More than a year after an Oakland Gardens college student died in a hazing incident in Pennsylvania a judge has granted his mother the right to file a claim against the city.
The secrecy surrounding the case and the delay in legal action are puzzling.
Chun Hsien Deng, an 18-year-old freshman at Baruch College, was among about 20 pledges to the Pi Delta Psi fraternity who spent a weekend in the Pocono mountains in December 2013. During a hazing rite known as the “glass ceiling,” Deng lost consciousness and died, according to an affidavit filed by the Pocono Mountain Regional Police Department.
The wall of silence descended and despite repeated attempts by this paper to follow the case, nothing more was heard for well over a year.
Then the Monroe County coroner’s office said recently it had ruled the death a homicide, but so far no one has been charged.
The Pocono police are still conducting the investigation, according to court documents filed by Deng’s mother, but they would not disclose why the probe has not been concluded.
Deng’s mother, Xia Fen Liu, submitted a notice to file claim against CUNY within the deadline period. But she did not verify the claim because she contended the City University of New York had more information to build a case than her family, which was denied most access under a federal privacy act as the investigation continued.
The law, it would seem, has created a situation in which the parents of the victim are kept in the dark while the parent of Baruch is allowed to develop its own defense.
CUNY expelled Pi Delta Psi from the Baruch campus immediately after Deng’s death and said the Pennsylvania trip had not been sanctioned by the fraternity. The head of the national fraternity is the brother of Flushing Congresswoman Grace Meng.
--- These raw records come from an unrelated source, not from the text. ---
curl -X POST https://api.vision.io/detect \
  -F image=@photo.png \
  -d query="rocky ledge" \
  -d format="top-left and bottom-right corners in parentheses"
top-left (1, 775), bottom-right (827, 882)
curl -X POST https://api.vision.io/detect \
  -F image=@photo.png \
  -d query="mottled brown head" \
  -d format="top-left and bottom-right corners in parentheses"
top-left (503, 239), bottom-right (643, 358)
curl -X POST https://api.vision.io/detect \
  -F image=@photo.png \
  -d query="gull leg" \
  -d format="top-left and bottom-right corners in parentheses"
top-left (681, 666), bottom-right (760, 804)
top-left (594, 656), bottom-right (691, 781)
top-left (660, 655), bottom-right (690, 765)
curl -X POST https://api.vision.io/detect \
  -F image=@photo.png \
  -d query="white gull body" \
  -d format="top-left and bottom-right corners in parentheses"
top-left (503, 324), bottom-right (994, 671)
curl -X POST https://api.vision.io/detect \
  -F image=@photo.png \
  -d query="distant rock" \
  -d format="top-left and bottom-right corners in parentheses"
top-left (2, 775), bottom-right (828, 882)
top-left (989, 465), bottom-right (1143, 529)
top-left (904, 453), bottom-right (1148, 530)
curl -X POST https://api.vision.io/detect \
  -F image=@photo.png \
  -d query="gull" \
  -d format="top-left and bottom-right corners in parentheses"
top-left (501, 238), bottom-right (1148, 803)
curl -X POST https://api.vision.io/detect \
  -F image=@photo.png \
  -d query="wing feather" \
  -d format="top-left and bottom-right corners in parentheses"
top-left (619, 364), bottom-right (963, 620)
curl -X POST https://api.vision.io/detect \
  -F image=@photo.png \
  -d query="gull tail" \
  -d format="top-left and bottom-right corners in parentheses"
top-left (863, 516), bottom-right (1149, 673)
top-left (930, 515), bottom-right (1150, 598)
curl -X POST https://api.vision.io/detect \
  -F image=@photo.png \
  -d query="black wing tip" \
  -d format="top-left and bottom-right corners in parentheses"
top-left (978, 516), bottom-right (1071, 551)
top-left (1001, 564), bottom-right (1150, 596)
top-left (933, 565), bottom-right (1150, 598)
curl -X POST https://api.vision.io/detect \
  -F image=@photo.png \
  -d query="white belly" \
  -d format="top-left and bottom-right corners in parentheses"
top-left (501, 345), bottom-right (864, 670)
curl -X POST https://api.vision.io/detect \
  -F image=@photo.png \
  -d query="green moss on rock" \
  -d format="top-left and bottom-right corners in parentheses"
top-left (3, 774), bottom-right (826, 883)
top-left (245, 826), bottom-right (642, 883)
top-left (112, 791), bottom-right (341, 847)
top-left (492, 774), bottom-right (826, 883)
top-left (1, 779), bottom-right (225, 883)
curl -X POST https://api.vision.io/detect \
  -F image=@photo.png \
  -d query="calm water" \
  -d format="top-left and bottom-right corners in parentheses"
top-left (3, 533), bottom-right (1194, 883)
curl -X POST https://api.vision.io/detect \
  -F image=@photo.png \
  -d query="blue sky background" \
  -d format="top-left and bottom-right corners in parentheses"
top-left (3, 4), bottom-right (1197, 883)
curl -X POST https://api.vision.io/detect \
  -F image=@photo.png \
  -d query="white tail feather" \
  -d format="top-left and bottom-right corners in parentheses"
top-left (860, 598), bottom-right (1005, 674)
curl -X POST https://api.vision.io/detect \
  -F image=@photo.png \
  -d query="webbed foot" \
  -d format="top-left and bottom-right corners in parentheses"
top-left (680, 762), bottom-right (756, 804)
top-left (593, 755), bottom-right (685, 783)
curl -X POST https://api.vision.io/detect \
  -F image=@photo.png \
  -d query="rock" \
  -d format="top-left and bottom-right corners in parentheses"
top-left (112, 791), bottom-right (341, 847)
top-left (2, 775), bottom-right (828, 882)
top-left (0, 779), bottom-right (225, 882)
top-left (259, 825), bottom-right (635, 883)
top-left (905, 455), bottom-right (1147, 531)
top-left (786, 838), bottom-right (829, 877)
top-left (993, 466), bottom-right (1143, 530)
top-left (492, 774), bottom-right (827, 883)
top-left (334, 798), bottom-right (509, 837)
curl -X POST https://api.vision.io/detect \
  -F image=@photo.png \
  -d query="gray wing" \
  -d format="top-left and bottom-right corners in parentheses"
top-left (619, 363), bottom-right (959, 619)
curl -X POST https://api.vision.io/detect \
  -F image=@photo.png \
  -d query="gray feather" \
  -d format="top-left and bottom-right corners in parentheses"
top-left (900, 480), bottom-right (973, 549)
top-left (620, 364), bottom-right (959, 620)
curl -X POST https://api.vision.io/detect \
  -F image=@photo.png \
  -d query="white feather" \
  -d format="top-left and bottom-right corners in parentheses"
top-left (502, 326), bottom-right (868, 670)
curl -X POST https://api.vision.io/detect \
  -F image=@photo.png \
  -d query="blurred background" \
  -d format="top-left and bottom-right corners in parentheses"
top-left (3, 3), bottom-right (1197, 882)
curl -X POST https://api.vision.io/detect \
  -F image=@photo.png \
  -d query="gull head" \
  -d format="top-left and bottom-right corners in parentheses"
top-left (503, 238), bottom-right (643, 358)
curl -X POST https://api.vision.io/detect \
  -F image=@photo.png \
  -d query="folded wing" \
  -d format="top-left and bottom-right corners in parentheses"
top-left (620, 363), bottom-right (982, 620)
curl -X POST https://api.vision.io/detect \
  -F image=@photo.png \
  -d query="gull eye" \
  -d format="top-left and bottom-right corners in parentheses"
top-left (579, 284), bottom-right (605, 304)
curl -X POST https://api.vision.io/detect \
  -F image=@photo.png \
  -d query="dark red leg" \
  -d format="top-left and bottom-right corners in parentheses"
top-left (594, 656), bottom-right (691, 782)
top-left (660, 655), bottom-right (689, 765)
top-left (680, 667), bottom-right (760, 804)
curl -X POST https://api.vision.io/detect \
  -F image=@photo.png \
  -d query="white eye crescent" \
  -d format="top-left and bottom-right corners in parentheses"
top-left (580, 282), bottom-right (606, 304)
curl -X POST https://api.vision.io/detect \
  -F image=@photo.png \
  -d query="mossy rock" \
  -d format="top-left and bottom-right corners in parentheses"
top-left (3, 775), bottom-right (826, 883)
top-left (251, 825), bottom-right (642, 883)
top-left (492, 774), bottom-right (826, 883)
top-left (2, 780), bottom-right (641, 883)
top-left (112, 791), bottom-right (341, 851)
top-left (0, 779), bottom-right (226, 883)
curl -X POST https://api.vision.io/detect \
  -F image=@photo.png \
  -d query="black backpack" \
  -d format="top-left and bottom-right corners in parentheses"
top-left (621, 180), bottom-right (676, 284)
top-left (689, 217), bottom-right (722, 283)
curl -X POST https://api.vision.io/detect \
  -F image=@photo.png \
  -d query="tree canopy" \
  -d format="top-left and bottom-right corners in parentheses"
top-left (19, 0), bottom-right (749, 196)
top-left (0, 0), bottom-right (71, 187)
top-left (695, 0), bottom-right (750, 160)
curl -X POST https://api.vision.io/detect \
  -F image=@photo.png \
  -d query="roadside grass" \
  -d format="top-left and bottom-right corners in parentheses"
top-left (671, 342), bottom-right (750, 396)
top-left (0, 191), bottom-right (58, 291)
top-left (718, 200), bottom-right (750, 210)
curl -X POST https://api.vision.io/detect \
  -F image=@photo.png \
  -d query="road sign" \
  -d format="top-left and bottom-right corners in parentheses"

Three months before the incident, 11 members of the Baruch chapter took an anti-hazing seminar and agreed not to take part in hazing practices, court records from the college revealed. Baruch maintained it was not responsible for Deng’s death, based on these actions.
But Judge Alan Marin of the New York Court of Claims ruled that Liu was entitled to file a late claim, clearing the way for the family to seek monetary losses resulting from his death.
Since the case has evolved into a homicide, we are waiting for prosecutors to identify and arrest the suspects - 16 months after the fatal incident. The delay for Deng’s parents must be unbearable and they deserve to know how their only son died and why.